O GDF (governo do Distrito Federal) e a União voltarão a se reunir nesta quinta-feira (28), às 10h, no STF (Supremo Tribunal Federal), para tentar fechar um acordo que viabilize uma operação de crédito para o BRB (Banco de Brasília), em meio à crise de liquidez após a tentativa de compra do liquidado Banco Master, de Daniel Vorcaro.
As tratativas começaram na terça-feira (26), durante audiência de conciliação conduzida pelo ministro Luiz Fux. Participaram da reunião o ministro da Fazenda, Dario Durigan; a governadora do Distrito Federal, Celina Leão (PP); representantes do BC (Banco Central) e o advogado-geral da União substituto, Flavio Roman.
A proposta prevê um empréstimo ao governo do DF com recursos do FGC (Fundo Garantidor de Créditos), com garantia de um sindicato de bancos públicos e privados. Como contragarantia, o Distrito Federal ofereceria fluxo de receitas futuras.
Após a reunião de terça-feira, Durigan afirmou que a União deverá flexibilizar regras do PAF (Plano de Ajuste Fiscal) do governo do Distrito Federal para permitir uma operação de crédito de maior porte.
“A União se comprometeu, tão logo concluída essa negociação, a flexibilizar os critérios que envolvem o plano de ajuste fiscal do GDF, que hoje limitam em R$ 900 milhões qualquer operação de crédito que o ente poderia tomar”, afirmou.
O ministro também classificou o cenário envolvendo o BRB como “grave” e afirmou que as investigações sobre irregularidades no Master seguem.
Segundo o chefe da equipe econômica, os recursos recuperados nas investigações sobre “atos ilícitos” deverão ser usados para recompor os cofres do governo do DF e do próprio BRB.
Em março de 2025, o conselho de administração do BRB aprovou a compra de 58% do capital do Banco Master.
O negócio entre Master e BRB previa a aquisição do controle da instituição financeira privada pelo banco estatal controlado pelo governo do DF, mas a operação acabou barrada pela diretoria do Banco Central após questionamentos sobre riscos financeiros e regulatórios.
Em novembro de 2025, a PF deflagrou a Operação Compliance Zero, que apura um esquema de venda de títulos de crédito falsos.

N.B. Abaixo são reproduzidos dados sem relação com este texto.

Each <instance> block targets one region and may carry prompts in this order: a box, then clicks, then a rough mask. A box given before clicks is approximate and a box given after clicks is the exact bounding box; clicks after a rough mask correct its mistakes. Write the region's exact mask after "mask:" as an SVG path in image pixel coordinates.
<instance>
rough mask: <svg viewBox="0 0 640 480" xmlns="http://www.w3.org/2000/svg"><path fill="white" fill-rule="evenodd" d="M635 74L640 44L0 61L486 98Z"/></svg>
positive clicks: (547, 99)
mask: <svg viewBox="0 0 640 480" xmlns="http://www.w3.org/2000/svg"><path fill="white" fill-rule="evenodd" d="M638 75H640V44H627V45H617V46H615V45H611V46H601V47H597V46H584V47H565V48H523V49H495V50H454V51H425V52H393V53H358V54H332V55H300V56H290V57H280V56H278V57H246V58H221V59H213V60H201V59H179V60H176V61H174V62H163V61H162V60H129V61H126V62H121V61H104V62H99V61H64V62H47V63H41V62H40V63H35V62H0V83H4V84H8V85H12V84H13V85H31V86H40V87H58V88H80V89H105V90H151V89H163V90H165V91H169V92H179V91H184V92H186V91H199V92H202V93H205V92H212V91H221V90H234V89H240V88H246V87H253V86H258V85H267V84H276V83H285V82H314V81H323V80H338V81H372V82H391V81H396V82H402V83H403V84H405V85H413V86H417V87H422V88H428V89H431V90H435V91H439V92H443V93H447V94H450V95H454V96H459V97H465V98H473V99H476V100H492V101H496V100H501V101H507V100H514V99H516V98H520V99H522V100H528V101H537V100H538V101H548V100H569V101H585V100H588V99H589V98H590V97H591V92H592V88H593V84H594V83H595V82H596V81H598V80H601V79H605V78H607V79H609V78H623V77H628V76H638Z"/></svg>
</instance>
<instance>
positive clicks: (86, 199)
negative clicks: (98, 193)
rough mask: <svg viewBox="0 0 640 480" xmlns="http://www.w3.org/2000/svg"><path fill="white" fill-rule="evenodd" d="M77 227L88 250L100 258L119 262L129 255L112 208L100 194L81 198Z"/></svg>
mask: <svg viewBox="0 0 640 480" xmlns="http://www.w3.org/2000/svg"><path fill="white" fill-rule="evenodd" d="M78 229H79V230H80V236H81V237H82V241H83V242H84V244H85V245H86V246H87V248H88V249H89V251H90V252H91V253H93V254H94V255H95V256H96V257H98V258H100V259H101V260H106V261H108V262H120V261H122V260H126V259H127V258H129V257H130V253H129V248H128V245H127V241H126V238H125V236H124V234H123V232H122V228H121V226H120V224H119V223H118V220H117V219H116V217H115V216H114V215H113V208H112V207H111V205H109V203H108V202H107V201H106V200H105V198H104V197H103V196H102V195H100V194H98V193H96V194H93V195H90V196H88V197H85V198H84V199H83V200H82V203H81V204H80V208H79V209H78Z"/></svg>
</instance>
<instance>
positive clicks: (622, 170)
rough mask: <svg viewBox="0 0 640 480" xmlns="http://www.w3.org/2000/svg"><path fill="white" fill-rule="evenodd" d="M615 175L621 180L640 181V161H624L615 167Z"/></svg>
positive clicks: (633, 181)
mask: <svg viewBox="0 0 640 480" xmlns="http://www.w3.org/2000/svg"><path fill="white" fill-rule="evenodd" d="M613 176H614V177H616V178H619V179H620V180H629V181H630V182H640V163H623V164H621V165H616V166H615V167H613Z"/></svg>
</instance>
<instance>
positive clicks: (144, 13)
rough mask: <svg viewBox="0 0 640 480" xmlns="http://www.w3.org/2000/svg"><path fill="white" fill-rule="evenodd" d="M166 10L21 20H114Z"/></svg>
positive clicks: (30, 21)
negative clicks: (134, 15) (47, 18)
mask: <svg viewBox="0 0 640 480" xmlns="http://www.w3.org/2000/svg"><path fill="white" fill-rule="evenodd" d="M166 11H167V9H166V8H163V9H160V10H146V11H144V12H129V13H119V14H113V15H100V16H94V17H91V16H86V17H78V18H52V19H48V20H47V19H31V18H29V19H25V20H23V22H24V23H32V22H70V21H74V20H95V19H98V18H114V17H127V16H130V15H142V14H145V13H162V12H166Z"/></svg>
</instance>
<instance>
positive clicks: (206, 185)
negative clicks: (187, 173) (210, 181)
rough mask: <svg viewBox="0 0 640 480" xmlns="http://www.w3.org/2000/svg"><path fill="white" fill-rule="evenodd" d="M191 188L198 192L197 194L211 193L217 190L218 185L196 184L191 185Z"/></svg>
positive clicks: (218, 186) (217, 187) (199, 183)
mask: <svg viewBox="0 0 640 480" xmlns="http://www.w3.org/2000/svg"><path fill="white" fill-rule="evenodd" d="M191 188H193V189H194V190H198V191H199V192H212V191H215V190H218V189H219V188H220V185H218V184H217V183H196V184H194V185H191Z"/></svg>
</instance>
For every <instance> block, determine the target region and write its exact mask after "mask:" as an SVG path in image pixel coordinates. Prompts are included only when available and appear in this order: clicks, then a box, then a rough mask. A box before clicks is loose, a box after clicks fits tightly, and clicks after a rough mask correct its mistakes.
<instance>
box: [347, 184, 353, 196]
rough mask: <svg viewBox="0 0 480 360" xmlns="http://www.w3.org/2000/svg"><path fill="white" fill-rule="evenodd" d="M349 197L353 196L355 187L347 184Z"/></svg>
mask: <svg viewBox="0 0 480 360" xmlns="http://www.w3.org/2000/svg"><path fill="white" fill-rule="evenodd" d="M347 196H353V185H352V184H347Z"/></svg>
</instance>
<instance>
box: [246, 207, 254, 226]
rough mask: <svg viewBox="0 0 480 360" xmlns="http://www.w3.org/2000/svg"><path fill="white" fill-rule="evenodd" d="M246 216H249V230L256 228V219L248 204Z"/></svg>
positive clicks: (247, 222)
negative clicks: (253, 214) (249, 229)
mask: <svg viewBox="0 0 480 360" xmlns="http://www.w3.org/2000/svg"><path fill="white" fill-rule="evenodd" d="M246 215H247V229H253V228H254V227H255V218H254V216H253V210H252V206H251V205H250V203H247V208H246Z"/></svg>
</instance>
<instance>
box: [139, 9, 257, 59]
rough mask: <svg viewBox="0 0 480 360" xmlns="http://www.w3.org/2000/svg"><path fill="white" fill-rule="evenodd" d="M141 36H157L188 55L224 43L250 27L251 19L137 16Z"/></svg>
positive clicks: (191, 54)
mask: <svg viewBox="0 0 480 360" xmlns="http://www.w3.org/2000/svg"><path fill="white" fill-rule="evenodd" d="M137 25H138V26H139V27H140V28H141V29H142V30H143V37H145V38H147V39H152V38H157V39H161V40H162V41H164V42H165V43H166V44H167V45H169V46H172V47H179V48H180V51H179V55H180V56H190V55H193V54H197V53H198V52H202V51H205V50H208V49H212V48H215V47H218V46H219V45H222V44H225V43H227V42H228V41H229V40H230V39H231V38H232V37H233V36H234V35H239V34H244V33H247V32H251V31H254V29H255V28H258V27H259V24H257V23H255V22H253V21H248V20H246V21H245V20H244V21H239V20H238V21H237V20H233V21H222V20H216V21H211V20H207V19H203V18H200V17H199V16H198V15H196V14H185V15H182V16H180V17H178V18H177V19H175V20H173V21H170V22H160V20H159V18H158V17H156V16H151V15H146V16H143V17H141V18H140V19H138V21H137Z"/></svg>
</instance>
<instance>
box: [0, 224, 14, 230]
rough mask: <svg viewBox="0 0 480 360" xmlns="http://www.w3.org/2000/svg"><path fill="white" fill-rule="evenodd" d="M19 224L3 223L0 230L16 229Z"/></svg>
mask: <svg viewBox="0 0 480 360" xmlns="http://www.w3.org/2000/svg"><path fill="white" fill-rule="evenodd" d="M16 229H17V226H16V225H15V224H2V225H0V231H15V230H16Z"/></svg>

Na época, o ex-dono do Master, Daniel Vorcaro, foi preso pela primeira vez, enquanto o então presidente do BRB, Paulo Henrique Costa, foi afastado do cargo.

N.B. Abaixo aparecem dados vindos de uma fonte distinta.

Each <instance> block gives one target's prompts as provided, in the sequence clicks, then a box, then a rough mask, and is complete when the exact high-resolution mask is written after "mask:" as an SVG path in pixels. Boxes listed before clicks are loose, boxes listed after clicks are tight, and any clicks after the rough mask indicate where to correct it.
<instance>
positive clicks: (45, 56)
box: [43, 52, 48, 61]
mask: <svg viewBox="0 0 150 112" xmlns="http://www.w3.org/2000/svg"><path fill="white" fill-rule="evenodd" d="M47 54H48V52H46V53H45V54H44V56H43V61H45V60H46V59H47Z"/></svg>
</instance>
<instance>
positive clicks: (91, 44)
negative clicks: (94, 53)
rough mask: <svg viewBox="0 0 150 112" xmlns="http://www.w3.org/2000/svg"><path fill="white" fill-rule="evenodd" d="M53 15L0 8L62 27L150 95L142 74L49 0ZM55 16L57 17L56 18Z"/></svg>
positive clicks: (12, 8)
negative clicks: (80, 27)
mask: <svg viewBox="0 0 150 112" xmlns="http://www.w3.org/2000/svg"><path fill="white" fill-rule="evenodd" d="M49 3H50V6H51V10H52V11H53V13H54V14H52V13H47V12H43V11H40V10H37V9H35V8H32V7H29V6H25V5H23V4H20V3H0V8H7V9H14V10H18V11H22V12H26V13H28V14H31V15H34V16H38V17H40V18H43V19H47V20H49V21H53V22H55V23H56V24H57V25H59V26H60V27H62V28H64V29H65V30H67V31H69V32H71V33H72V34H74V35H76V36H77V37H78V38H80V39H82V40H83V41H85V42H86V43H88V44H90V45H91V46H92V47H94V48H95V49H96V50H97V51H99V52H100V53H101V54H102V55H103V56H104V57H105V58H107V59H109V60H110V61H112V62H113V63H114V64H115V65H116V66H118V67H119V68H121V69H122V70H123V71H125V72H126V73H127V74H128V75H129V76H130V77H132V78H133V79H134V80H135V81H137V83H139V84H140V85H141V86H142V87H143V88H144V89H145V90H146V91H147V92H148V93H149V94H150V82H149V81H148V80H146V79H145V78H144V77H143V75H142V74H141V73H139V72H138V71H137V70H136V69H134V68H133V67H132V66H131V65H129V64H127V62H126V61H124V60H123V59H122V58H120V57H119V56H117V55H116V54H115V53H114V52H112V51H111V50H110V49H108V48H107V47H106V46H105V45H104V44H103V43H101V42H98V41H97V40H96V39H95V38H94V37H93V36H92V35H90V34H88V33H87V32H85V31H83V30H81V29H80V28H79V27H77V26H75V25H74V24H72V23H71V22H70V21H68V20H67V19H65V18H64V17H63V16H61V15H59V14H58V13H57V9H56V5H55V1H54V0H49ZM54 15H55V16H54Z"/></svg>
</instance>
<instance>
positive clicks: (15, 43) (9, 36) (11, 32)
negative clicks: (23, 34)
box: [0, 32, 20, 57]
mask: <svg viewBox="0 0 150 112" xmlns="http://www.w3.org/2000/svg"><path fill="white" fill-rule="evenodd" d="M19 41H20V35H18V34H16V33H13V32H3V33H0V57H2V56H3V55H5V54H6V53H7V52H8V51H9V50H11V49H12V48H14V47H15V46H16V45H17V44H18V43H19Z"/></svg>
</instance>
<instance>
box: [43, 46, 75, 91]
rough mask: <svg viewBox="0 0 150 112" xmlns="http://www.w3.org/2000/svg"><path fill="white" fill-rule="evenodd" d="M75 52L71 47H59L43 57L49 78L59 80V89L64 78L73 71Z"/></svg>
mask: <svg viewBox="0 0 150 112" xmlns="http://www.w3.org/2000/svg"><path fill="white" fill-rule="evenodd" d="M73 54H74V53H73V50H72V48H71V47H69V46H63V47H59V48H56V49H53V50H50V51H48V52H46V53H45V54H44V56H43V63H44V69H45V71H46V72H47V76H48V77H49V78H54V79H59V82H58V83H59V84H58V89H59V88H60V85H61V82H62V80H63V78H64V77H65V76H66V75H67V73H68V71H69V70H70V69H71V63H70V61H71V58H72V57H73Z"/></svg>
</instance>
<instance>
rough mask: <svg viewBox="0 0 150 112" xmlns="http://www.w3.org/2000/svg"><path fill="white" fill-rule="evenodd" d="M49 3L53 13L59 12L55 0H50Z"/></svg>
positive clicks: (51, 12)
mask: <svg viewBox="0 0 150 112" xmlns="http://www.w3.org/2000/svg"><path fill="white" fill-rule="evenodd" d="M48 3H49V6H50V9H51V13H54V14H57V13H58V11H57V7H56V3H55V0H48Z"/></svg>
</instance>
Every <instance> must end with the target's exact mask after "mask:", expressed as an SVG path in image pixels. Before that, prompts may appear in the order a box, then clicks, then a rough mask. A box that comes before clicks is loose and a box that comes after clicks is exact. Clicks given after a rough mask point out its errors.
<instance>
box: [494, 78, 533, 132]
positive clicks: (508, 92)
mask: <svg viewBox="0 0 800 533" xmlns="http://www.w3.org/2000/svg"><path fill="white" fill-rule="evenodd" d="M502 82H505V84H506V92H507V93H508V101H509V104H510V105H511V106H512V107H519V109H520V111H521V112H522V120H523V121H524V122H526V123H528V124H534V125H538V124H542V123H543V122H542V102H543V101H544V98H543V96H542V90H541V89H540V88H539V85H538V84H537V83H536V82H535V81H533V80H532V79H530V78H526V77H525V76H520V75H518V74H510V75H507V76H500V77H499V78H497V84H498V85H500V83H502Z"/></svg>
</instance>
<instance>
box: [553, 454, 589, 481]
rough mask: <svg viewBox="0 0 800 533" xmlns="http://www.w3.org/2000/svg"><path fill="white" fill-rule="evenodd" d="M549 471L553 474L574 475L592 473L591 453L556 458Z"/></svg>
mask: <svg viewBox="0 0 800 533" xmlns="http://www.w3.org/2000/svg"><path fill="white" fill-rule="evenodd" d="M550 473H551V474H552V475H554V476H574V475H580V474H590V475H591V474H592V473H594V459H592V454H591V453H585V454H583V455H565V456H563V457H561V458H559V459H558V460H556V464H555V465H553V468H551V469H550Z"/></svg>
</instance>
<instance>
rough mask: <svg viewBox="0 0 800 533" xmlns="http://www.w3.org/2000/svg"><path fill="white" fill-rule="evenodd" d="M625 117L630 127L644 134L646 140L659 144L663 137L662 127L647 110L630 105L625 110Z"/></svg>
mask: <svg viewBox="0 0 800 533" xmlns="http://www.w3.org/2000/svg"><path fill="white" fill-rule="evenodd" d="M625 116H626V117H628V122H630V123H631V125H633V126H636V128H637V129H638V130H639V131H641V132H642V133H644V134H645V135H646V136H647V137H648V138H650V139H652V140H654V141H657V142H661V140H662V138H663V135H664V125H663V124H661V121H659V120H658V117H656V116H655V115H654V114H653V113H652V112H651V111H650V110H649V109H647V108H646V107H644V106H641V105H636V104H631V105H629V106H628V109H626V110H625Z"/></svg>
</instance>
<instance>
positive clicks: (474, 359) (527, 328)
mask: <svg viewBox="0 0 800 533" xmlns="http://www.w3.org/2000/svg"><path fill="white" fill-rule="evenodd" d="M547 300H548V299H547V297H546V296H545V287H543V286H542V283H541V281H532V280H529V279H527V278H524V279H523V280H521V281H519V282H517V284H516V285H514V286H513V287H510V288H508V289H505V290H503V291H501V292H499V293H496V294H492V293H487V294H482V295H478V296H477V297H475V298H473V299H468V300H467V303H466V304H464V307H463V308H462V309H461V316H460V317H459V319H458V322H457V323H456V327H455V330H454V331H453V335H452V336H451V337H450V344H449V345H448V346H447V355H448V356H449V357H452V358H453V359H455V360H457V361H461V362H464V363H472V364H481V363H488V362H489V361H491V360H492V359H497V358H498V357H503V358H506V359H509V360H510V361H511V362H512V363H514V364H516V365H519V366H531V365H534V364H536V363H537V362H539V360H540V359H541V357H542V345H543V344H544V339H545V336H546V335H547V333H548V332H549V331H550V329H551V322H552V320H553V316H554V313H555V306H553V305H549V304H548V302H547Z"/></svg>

Em abril deste ano, Henrique Costa também foi detido em uma nova fase da Compliance Zero.
Conciliação no STF
O governo do DF ajuizou uma ação no STF para tentar destravar a operação de socorro ao BRB. O processo foi protocolado em 19 de maio e ficou sob a relatoria do ministro Luiz Fux.
Após pedir manifestação prévia da AGU (Advocacia-Geral da União), representante da União no caso, o ministro convocou a audiência para tratar do assunto.
Como mostrou a CNN Brasil no início de abril, Celina Leão já havia recorrido ao Ministério da Fazenda em busca de alternativas para reforçar a situação financeira do banco.